Fighting Tuberculosis in the Mining Sector: IOM and the Ministry of Health and Social Welfare Launch New Action Plan

Date Published: 
Thursday, July 23, 2015

Tuberculosis (TB) is an infectious bacterial disease which is transmitted by air and can be fatal. Tanzania has one of the highest burdens of TB in the world with approximately 295 TB cases per 100,000 adults. The mining sector is hardest hit by TB due to vulnerabilities caused by factors such as workers’ exposure to silica and dust, poor working and living conditions and a lack of TB prevention and education services. Added to these factors are others associated with migration such as a lack of social support structures and the inability to access or afford health services. The prevalence of the disease, especially in small scale mining workers, erodes the positive contribution made by the sector to Tanzania’s economic development.
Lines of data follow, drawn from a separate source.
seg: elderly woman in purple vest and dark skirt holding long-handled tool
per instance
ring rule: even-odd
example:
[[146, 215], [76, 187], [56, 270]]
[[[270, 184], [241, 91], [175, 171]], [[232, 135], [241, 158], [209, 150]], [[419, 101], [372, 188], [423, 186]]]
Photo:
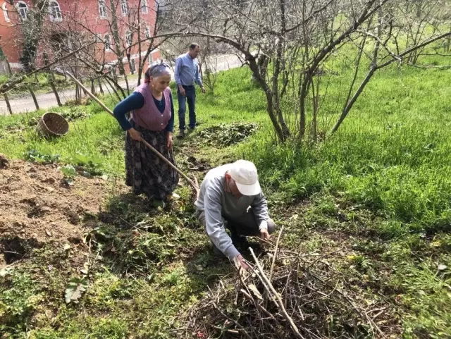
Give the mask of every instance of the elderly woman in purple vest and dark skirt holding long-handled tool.
[[[144, 84], [121, 101], [113, 113], [125, 137], [125, 185], [133, 187], [133, 193], [144, 193], [149, 199], [164, 201], [171, 195], [178, 183], [178, 173], [159, 159], [140, 142], [149, 142], [173, 165], [172, 151], [174, 128], [174, 105], [169, 67], [159, 63], [145, 73]], [[125, 114], [132, 112], [130, 120]]]

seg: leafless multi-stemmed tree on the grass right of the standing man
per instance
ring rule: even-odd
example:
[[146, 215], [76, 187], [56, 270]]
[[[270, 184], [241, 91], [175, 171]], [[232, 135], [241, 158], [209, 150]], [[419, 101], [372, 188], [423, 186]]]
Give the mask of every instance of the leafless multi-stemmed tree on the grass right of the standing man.
[[[401, 14], [411, 13], [415, 6], [395, 0], [198, 0], [174, 3], [171, 20], [172, 25], [185, 27], [184, 37], [210, 38], [242, 54], [264, 91], [280, 140], [307, 135], [317, 140], [325, 134], [319, 130], [321, 115], [340, 112], [322, 109], [335, 75], [328, 70], [329, 61], [347, 53], [352, 57], [341, 57], [340, 62], [354, 67], [340, 86], [338, 99], [345, 102], [334, 132], [377, 70], [394, 62], [416, 63], [421, 51], [450, 37], [446, 21], [436, 16], [440, 4], [416, 2], [419, 14], [408, 16], [415, 22], [413, 35], [405, 29], [407, 19]], [[199, 10], [189, 11], [187, 6]], [[404, 48], [393, 49], [400, 42], [405, 42]], [[369, 71], [362, 79], [365, 68]]]

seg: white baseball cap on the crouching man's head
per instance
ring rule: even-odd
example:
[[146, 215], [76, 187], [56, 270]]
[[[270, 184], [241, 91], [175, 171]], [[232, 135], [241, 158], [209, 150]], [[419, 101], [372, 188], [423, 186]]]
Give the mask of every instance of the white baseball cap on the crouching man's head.
[[229, 174], [235, 180], [242, 195], [258, 195], [261, 192], [257, 168], [252, 162], [247, 160], [235, 161]]

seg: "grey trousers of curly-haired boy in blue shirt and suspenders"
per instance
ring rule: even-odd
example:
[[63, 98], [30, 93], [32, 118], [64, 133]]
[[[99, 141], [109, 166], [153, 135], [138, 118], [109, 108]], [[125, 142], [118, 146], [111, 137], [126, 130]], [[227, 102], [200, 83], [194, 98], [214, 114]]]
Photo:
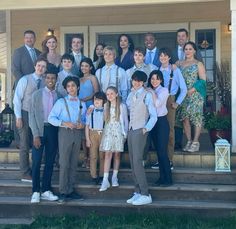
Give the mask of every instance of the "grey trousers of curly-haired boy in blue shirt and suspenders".
[[58, 131], [59, 146], [59, 192], [70, 194], [75, 186], [76, 170], [82, 139], [82, 130], [60, 127]]

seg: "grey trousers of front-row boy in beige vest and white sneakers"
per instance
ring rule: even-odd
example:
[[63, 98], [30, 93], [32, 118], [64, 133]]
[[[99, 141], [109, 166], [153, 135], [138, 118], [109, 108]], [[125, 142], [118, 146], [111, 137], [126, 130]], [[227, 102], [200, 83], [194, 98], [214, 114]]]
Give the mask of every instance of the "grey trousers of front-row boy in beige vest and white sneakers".
[[142, 129], [131, 129], [128, 132], [129, 158], [135, 185], [135, 192], [142, 195], [149, 194], [147, 178], [143, 167], [143, 153], [147, 135], [148, 133], [143, 134]]

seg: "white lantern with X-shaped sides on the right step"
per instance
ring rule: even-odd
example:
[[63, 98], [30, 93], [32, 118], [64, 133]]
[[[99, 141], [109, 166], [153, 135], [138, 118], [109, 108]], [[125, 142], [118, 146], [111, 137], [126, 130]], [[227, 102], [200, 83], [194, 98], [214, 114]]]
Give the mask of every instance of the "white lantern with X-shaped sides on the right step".
[[230, 144], [226, 139], [218, 139], [215, 143], [215, 171], [231, 172]]

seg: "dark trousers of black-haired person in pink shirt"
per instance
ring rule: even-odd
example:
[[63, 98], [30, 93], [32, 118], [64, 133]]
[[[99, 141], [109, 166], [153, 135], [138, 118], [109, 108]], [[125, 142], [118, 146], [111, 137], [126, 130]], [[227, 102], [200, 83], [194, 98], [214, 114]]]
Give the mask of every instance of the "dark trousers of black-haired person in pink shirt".
[[172, 183], [170, 161], [167, 154], [169, 141], [169, 123], [166, 116], [158, 117], [157, 122], [151, 130], [152, 139], [157, 150], [160, 171], [160, 183]]

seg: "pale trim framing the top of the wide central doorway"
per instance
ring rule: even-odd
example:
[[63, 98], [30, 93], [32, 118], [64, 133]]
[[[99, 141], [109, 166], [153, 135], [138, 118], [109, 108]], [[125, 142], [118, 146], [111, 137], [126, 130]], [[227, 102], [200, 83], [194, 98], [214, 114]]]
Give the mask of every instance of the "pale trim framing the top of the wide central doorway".
[[[117, 33], [145, 33], [145, 32], [172, 32], [179, 28], [188, 30], [188, 23], [161, 23], [161, 24], [136, 24], [136, 25], [104, 25], [90, 26], [90, 47], [95, 47], [97, 34], [117, 34]], [[93, 49], [90, 49], [90, 56], [93, 56]]]

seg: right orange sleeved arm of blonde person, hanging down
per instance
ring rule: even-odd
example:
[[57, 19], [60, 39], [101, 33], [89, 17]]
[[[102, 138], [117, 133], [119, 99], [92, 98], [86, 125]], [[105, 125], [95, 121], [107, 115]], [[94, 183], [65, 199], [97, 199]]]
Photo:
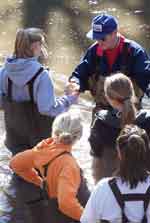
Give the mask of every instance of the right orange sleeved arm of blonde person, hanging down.
[[[72, 162], [72, 161], [71, 161]], [[67, 216], [79, 220], [83, 207], [77, 199], [77, 192], [80, 186], [80, 169], [73, 164], [65, 164], [57, 188], [57, 199], [59, 209]]]

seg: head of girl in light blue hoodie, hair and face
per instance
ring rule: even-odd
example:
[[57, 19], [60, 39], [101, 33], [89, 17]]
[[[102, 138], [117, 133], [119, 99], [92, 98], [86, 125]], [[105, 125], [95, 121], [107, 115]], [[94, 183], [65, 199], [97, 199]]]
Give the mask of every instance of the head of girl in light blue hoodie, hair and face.
[[47, 57], [45, 34], [39, 28], [19, 29], [16, 34], [16, 58]]

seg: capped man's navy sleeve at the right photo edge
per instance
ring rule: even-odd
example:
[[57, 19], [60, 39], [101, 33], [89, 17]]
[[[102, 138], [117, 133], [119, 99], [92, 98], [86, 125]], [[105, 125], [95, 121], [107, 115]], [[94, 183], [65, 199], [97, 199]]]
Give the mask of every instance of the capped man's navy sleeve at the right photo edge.
[[131, 73], [138, 86], [147, 94], [150, 83], [150, 58], [142, 47], [135, 49]]

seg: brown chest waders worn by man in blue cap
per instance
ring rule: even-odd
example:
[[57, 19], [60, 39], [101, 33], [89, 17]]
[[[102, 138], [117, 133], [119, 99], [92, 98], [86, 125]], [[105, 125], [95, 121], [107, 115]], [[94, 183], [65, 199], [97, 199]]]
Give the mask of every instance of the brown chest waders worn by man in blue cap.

Immediate intervention is required because the disease can be controlled and cured through early diagnosis and treatment. 

The International Organization for Migration (IOM) in Tanzania, in close collaboration with the Ministry of Health and Social Welfare (MoHSW) is supporting the implementation of the 2012 Southern African Development Community Declaration on TB in the Mining Sector (SADCD). The SADCD affirms the member States’ commitment to the elimination of TB and pledges to improve practices related to health and safety in the mining sector. Under the framework of the Partnership on Health and Mobility in East and Southern Africa (PHAMESA), IOM assists the Technical Working Group (TWG) on TB/HIV Control to plan and execute interventions related to TB control in mines across the country.

In October 2014, the TWG conducted a baseline assessment to assess current practices among small scale miners in Kahama, Geita and Merarani mining areas. The assessment indicated that TB is prevalent in the two large gold mining sites of Geita and Kahama in Tanzania and. Mine workers contract TB due to poor working conditions, especially in small scale mines, where they work in confined spaces with little or no protective gear. Once contracted, TB spreads within the community due to the close quarters in which miners work and live. A lack of TB education means that workers do not identify the disease and cannot take leave from work to access health services (which they also may be unable to afford). They are then forced to leave work once debilitated by the disease leaving them with no income and no compensation. The assessment highlights that the control of TB requires that workers are rapidly diagnosed and treated.

IOM and MoHSW facilitated three meetings related to the control of TB in Tanzania between 29 June and 3 July 2015. Representatives from the government, the mining industry, local authorities, civil society organizations and miners’ associations came together in Mwanza to discuss findings from the assessment and to formulate plans to control TB in Tanzania. Regarding the meetings, co-organizer Dr Allan Tarimo of the MoHSW says, “The burden of TB in mining is high. The findings from rapid assessments show that exposure and risks of TB and HIV among mineworkers are much higher than the general population. There is a huge need for a collective effort and allocation of resources to reduce these epidemics in mining areas”.

During the first meeting, TWG members reviewed the three year work plan based on the final draft of the National TB Strategic plan and the SADC Regional Concept Note for the new Global Fund programme. The programme foresees a series of interventions on TB care, prevention and strengthening community systems which focus on provision of health services.

Mining company representatives joined TWG members during the second meeting which took place on 1 and 2 July 2015. Participants welcomed the assessment as it provides an overview of the current situation of TB in mining and can be used for planning project interventions. Issues such as occupational health, employee rights and the inclusion of small scale miners in legislation were highlighted and discussed. Members agreed on rapid action to increase education of TB risk factors and transmission, to advocate for preventive measures to be taken and to explore avenues to improve the access to, and availability of, health services.

Representatives and stakeholders of mining companies, the media and civil society organizations came together during the third meeting on 2 and 3 July. Participants were given a detailed overview of TB and an opportunity to examine and build on the recommendations of the two previous meetings. Mining company representatives supported an initiative to increase the number of Gene X-pert machines (a machine which can diagnose TB) to enable the rapid identification and treatment of TB in mining settings. Media representatives also supported an initiative to promote a greater awareness of TB through mediums accessible to the mining community, such as local radio station broadcasts.

The gathering of a cross section of individuals involved with TB and mining in Tanzania afforded the unique opportunity to identify innovative solutions to the practical challenges posed by TB in the mining sector. Ms Enna Lutengano, IOM’s Migration Health Consultant, stresses that TB in mining is a multidisciplinary sector and that IOM is committed to encouraging a commitment from all stakeholders to work together towards the control and reduction of TB in the mining sector in Tanzania. Decision makers and more partners will be approached to strengthen efforts to control and reduce TB in the mining sector. The Global Fund Programme is expected to start implementation in October 2015 and is expected to be a strong first step in addressing many of the challenges identified.